Zur Farbenlehre. Two text volumes and one plate volume. Tübingen, J. G. Cotta, 1810.
First edition, three volumes. Text volumes, XLVIII, 654 pp.; XXVIII, 757, [1] pp. Plate volume, 24, 12 pp. Entirely uncut, the original wrappers bound in, the plate volume's wrapper titled Sechszehn Tafeln nebst der Erklärung zu Goethe's Farbenlehre. Chief among the sixteen plates is Goethe's own colour wheel, the symmetrical Farbenkreis of 1809, the image through which his colour theory entered the visual imagination and the ancestor of the colour wheel still used in art and design. Text volumes large octavo (220 × 130 mm); plate volume (245 × 200 mm).
Half-leather bindings c. 1900 with discreet spine gilding and the original wrappers bound in (near-fine, almost entirely free of spotting; entirely uncut).
Goethe's greatest scientific work—and the book he considered his finest achievement.
This is Goethe's longest scientific work and, in his own estimate, his best, the culmination of the optical studies he had begun with the Beyträge zur Optik of 1791, and one of the grandest material productions in his lifetime bibliography. He did not regard colour as a minor excursion from poetry. In Eckermann's record he claimed no special pride in being a poet, but did take pride in having grasped the truth in "the difficult science of colours" [Eckermann, 19 February 1829], a self-assessment essential to the book's place in a Goethe collection.

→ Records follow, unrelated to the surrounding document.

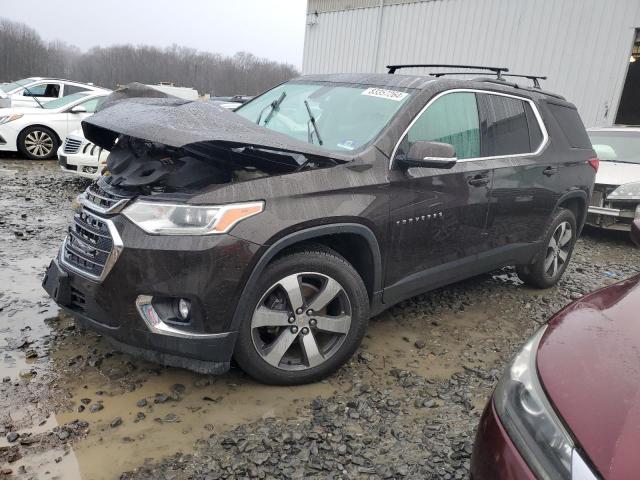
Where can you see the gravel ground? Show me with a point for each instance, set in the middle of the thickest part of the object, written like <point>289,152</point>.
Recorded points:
<point>406,406</point>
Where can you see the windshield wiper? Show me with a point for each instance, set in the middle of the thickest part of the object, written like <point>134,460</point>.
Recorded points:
<point>275,105</point>
<point>312,119</point>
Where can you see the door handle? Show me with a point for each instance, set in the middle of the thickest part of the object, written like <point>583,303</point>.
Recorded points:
<point>478,180</point>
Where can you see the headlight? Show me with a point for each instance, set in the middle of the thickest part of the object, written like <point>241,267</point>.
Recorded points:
<point>530,420</point>
<point>181,219</point>
<point>10,118</point>
<point>628,191</point>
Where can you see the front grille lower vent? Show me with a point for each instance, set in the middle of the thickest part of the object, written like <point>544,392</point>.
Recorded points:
<point>71,145</point>
<point>88,245</point>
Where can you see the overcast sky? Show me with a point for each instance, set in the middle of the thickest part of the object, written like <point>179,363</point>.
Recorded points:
<point>267,28</point>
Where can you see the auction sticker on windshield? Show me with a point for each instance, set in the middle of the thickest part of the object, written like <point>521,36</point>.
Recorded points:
<point>384,93</point>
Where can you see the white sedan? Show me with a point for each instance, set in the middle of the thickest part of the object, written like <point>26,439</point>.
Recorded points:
<point>37,132</point>
<point>79,156</point>
<point>615,202</point>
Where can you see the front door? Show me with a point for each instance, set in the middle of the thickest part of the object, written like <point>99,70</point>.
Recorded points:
<point>437,215</point>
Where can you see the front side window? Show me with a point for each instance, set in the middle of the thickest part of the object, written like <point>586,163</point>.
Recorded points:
<point>13,86</point>
<point>347,117</point>
<point>92,104</point>
<point>505,130</point>
<point>43,90</point>
<point>611,146</point>
<point>70,89</point>
<point>452,119</point>
<point>64,101</point>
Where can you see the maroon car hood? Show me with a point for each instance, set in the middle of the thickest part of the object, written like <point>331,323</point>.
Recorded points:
<point>589,364</point>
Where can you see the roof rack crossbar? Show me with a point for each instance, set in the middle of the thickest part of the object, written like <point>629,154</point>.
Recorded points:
<point>534,78</point>
<point>497,70</point>
<point>442,74</point>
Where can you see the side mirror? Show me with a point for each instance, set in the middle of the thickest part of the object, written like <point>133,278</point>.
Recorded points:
<point>635,232</point>
<point>429,155</point>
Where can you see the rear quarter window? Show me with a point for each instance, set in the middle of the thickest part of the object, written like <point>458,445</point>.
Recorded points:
<point>571,125</point>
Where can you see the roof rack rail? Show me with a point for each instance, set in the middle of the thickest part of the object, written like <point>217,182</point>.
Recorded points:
<point>497,70</point>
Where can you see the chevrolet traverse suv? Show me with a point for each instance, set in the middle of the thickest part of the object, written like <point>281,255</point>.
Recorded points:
<point>272,234</point>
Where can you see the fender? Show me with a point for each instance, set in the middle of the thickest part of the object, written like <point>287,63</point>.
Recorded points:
<point>309,234</point>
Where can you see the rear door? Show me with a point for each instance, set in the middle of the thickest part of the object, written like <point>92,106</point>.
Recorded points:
<point>523,193</point>
<point>438,215</point>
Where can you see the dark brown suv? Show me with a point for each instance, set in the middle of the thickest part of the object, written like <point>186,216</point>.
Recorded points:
<point>272,234</point>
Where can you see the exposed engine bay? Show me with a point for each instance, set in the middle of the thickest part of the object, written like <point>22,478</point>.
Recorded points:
<point>166,145</point>
<point>146,167</point>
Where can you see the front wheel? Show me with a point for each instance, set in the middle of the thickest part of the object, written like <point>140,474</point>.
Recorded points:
<point>305,319</point>
<point>553,259</point>
<point>38,143</point>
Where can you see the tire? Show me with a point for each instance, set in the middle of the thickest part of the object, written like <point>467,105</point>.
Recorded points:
<point>551,261</point>
<point>38,143</point>
<point>279,328</point>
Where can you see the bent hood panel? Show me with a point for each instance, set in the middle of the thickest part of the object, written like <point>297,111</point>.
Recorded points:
<point>178,123</point>
<point>589,364</point>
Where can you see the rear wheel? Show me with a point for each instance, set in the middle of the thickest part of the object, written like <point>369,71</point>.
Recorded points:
<point>306,318</point>
<point>553,259</point>
<point>38,143</point>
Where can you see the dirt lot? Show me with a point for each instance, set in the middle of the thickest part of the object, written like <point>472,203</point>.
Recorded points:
<point>406,406</point>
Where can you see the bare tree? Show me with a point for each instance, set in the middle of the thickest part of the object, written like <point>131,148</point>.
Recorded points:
<point>23,53</point>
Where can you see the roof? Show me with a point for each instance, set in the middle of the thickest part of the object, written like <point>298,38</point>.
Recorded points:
<point>376,79</point>
<point>616,128</point>
<point>422,82</point>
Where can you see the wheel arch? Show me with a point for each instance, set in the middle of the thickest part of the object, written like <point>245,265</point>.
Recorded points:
<point>339,237</point>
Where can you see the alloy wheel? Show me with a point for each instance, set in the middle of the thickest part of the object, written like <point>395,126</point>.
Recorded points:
<point>38,143</point>
<point>301,321</point>
<point>558,249</point>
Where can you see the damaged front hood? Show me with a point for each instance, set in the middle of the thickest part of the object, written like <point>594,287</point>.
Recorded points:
<point>180,123</point>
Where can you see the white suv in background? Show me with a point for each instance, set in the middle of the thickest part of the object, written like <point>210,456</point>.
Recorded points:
<point>79,156</point>
<point>34,91</point>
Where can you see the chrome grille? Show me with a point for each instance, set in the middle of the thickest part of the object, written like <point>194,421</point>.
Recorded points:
<point>71,145</point>
<point>89,245</point>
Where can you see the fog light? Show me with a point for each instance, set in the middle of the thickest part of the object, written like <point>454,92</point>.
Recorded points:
<point>184,308</point>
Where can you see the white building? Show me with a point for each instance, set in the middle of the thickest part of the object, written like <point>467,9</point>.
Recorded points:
<point>584,47</point>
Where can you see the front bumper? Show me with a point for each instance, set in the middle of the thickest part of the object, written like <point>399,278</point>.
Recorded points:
<point>603,213</point>
<point>209,271</point>
<point>495,457</point>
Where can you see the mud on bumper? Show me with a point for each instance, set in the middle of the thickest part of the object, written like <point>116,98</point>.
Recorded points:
<point>208,353</point>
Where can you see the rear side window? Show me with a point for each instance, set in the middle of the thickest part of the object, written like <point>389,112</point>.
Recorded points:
<point>504,126</point>
<point>535,134</point>
<point>571,125</point>
<point>452,119</point>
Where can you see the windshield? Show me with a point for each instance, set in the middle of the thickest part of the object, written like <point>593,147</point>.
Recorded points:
<point>62,102</point>
<point>616,146</point>
<point>9,87</point>
<point>346,118</point>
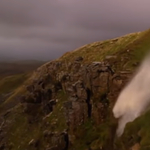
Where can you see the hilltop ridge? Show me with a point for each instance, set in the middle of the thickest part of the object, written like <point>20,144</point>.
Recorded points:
<point>67,104</point>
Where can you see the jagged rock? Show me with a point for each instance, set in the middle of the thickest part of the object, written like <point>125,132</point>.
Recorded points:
<point>79,58</point>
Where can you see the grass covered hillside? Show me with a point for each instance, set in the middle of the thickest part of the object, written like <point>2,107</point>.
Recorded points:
<point>67,104</point>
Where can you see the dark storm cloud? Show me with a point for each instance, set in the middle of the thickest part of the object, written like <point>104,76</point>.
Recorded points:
<point>45,29</point>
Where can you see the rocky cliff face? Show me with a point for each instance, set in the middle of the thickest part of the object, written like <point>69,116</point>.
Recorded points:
<point>67,97</point>
<point>67,105</point>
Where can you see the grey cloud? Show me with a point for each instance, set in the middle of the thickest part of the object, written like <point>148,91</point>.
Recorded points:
<point>45,29</point>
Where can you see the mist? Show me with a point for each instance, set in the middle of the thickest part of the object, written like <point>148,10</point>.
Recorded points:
<point>134,99</point>
<point>46,29</point>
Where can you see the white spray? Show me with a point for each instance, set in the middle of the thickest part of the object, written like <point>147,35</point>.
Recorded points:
<point>135,97</point>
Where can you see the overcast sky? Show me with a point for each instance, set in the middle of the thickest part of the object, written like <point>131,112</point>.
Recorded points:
<point>45,29</point>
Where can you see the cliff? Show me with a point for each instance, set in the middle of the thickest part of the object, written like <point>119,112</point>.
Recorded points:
<point>67,104</point>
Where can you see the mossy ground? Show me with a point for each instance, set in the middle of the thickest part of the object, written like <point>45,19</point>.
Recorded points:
<point>129,50</point>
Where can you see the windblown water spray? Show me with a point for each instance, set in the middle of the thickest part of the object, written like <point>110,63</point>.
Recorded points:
<point>135,97</point>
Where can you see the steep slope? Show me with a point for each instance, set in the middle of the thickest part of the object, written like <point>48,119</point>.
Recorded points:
<point>67,104</point>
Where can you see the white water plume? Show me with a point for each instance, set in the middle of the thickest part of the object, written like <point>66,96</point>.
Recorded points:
<point>134,99</point>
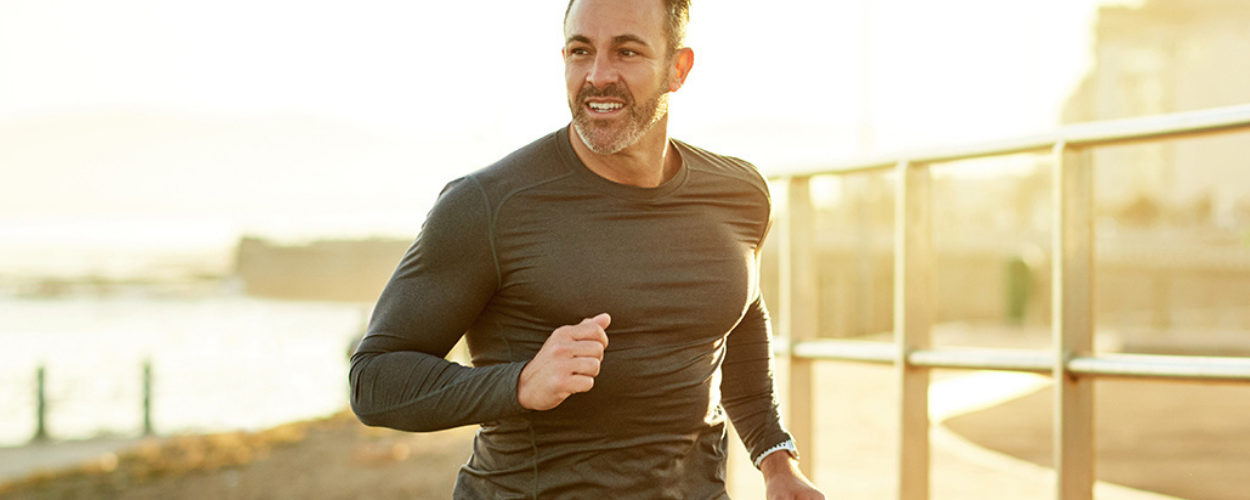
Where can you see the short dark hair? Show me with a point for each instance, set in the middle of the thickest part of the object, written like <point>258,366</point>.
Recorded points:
<point>675,30</point>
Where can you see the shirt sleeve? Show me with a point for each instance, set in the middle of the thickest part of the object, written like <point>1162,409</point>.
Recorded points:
<point>399,376</point>
<point>748,391</point>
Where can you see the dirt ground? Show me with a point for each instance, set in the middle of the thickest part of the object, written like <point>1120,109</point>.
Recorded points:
<point>1179,439</point>
<point>1186,440</point>
<point>336,458</point>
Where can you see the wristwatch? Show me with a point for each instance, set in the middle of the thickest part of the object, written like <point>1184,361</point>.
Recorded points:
<point>788,446</point>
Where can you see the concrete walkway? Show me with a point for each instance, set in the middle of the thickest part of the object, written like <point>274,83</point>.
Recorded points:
<point>856,459</point>
<point>20,461</point>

The work did not displace Newtonian optics, and its afterlife lies elsewhere. Goethe argued against Newton's demonstration that white light is composite and built instead a theory grounded in sensuous experience, contrast, turbidity and the conditions of perception. "Search nothing beyond the phenomena," he wrote, for the phenomena themselves are the teaching [Goethe, Maximen und Reflexionen, FA I/13, 49]. The physiological-colour section is the strongest part and typifies his psychological approach; the historical section is itself an important model of scientific historiography. This is why the book mattered to artists, philosophers and physiologists even where physicists rejected its polemic. Schopenhauer's colour theory grew from his discussions with Goethe; Wittgenstein's Remarks on Colour later returned to the perceptual questions Goethe had made vivid; and the Farbenlehre shaped artists from Runge and Turner to Kandinsky and Klee, while engaging thinkers as various as Seebeck, Helmholtz, Steiner and Heisenberg. Robert A. Crone's history of colour places Goethe's influence highest among physiologists and psychologists [Crone, A History of Color].
The plate volume is the part most often lacking, and a complete copy must include it; its troubled publication history was traced by G. Schmid in Schicksal einer Goetheschrift. Here all three volumes are present together.
PROVENANCE
The Heribert Tenschert Collection.
REFERENCES
Goedeke IV/2, 583, 46; Hagen 347, 347c, 347d; Kippenberg I, 386 and 389; Schmid, Goethe und die Naturwissenschaften 55–57, 59; Borst 1111.
Fischer, Der Verleger J. F. Cotta, I (2003), no. 764; G. Schmid, Schicksal einer Goetheschrift. Druckgeschichtliche Funde zur Farbenlehre (Halle, 1937); Goethe, Maximen und Reflexionen (FA I/13, 49); Eckermann, Gespräche mit Goethe, 19 February 1829; Arthur Schopenhauer, Ueber das Sehn und die Farben (1816); Robert A. Crone, A History of Color(Dordrecht, 1999).